La primera vez —y última— que mis padres me ofrecieron un premio por aprobar fue al sacarme la primaria; me dejaron escoger un regalo y yo, pese a mi sorpresa, respondí con una rapidez tal que parecía que lo tuviera pensado de antemano:
—¡Un libro de Stephen King!
Como la economía familiar no daba para excesivas alegrías no teníamos video y apenas íbamos al cine, así que, como sucedáneo, yo leía y coleccionaba las críticas cinematográficas que aparecían en el Diari de Tarragona —al cual estábamos suscritos—. Reseñas de películas que seguramente tardaría años en ver pero que memorizaba sin esfuerzo y que podía incluso recitar cuando finalmente, y por poner un ejemplo, emitían El sargento de hierro en televisión:
—Mamá, papá, podríais pensar de antemano que es este un film realizado con buen pulso narrativo pero con la única finalidad de ensalzar los rancios valores castrenses y que sirva como vehículo de lucimiento para un Clint Eastwood en verdad más interesado en proyectos más personales como fue El aventurero de medianoche, un fracaso a todas luces inmerecido que…

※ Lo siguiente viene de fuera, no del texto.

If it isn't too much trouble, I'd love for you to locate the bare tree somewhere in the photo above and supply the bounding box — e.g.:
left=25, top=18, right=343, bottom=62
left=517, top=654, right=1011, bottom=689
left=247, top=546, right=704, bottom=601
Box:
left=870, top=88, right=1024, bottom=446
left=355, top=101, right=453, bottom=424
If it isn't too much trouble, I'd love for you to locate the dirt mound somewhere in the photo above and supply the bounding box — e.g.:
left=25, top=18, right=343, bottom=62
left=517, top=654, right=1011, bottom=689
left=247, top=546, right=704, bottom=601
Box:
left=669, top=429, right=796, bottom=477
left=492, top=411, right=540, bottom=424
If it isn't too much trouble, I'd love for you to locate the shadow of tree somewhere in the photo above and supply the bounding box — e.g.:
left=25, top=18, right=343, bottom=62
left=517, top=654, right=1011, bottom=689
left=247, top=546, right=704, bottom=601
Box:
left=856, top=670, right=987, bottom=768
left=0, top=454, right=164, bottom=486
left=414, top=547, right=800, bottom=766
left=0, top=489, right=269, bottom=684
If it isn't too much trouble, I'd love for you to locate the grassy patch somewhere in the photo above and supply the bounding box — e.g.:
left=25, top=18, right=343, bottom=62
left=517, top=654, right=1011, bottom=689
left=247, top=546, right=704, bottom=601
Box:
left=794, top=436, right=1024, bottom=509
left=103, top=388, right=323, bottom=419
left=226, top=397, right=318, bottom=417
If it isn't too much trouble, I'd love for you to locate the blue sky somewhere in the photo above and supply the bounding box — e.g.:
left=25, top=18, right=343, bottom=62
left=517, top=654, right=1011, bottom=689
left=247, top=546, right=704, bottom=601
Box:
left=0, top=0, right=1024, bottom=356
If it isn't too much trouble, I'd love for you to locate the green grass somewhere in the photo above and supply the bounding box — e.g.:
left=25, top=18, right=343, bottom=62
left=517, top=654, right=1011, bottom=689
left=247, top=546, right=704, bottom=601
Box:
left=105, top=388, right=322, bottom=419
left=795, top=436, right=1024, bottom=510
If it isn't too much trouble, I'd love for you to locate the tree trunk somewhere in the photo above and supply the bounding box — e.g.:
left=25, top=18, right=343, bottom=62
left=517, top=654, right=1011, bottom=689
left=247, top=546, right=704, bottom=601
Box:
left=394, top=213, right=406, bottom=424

—Niño, ¿te quieres callar de una vez?
Y no quería, pero no tenía más remedio que hacerlo.
Pues bien, nos encontrábamos a mediados de los 80, Stephen King estaba en la cresta de la ola y no dejaban de estrenarse adaptaciones de sus obras… que por supuesto yo no veía pero que conocía gracias a unas reseñas que hicieron que empezara a obsesionarme con ese escritor. De ahí que, con una sonrisa que no me cabía en el rostro, exclamara:
—¡Un libro de Stephen King!
No un libro en concreto, no El misterio de Salem’s Lot, no Carrie, no El resplandor, no…
Un libro de Stephen King.
Cualquiera.
14 años antes del nacimiento de Wikipedia, y dado que mi pasión eran las críticas cinematográficas y no las literarias, no tenía demasiado en lo que basarme, así que, ya en la librería, elegí mi regalo por la portada. Media hora después ya estaba en casa comenzando a leer La expedición. Curiosa manera de empezar con el autor de Maine, ya que se trataba de una compilación de cuatro cuentos pertenecientes a una antología titulada Skeleton Crew, que nunca se ha publicado íntegra en castellano y cuyas historias se dividieron en cuatro volúmenes publicados por tres editoriales diferentes. Un lío que por supuesto tardé años en averiguar pero cuyo intríngulis por entonces no me interesaba demasiado. Porque lo que me interesaba eran las historias, que me engancharon desde el primer momento. Me convertí en un auténtico fan, hasta tal punto que a partir de entonces comencé a leer todo lo publicado a su nombre, a firmar mis primeros cuentos con el seudónimo de Esteban Rey y a fantasear con empadronarme en la ficticia localidad de Castle Rock.
La fiebre stephenkiniana debió durarme unos cinco años; luego comencé a expandir mis gustos, a conocer nuevos géneros, nuevos autores, y tan ingente era la producción literaria de King que comencé a perderle el rastro. Estaba al tanto de lo que publicaba, pero eso no significaba que lo leyera todo, aunque de vez en cuando alguna de sus nuevas obras caía en mis manos. Fuera como fuera, el autor de It siempre tuvo un rinconcito muy especial en mi corazón y en mi biblioteca. Por eso, cuando Lepisma Saccharina me explicó la anécdota que os he dibujado en la viñeta, abrí los ojos como platos. Sin embargo, enseguida pensé que me estaba tomando el pelo —si alguna vez habéis hablado con un pececillo de plata sabréis que son entusiastas de la guasa— ¿Cómo iba a ser posible? Así se lo hice saber, pero mi plateada amiga, sin decir nada, señaló la portada de un diario que tenía sobre la mesa, al lado de un café aún humeante. Enseguida entendí lo que me estaba diciendo y asentí con un gesto.
En un mundo en el que el hecho de que el portavoz del Ministerio de Sanidad se tomara unos días libres para surfear en Portugal se consideraba una noticia importante, bien era posible que una lista de la compra fuera considerada literatura.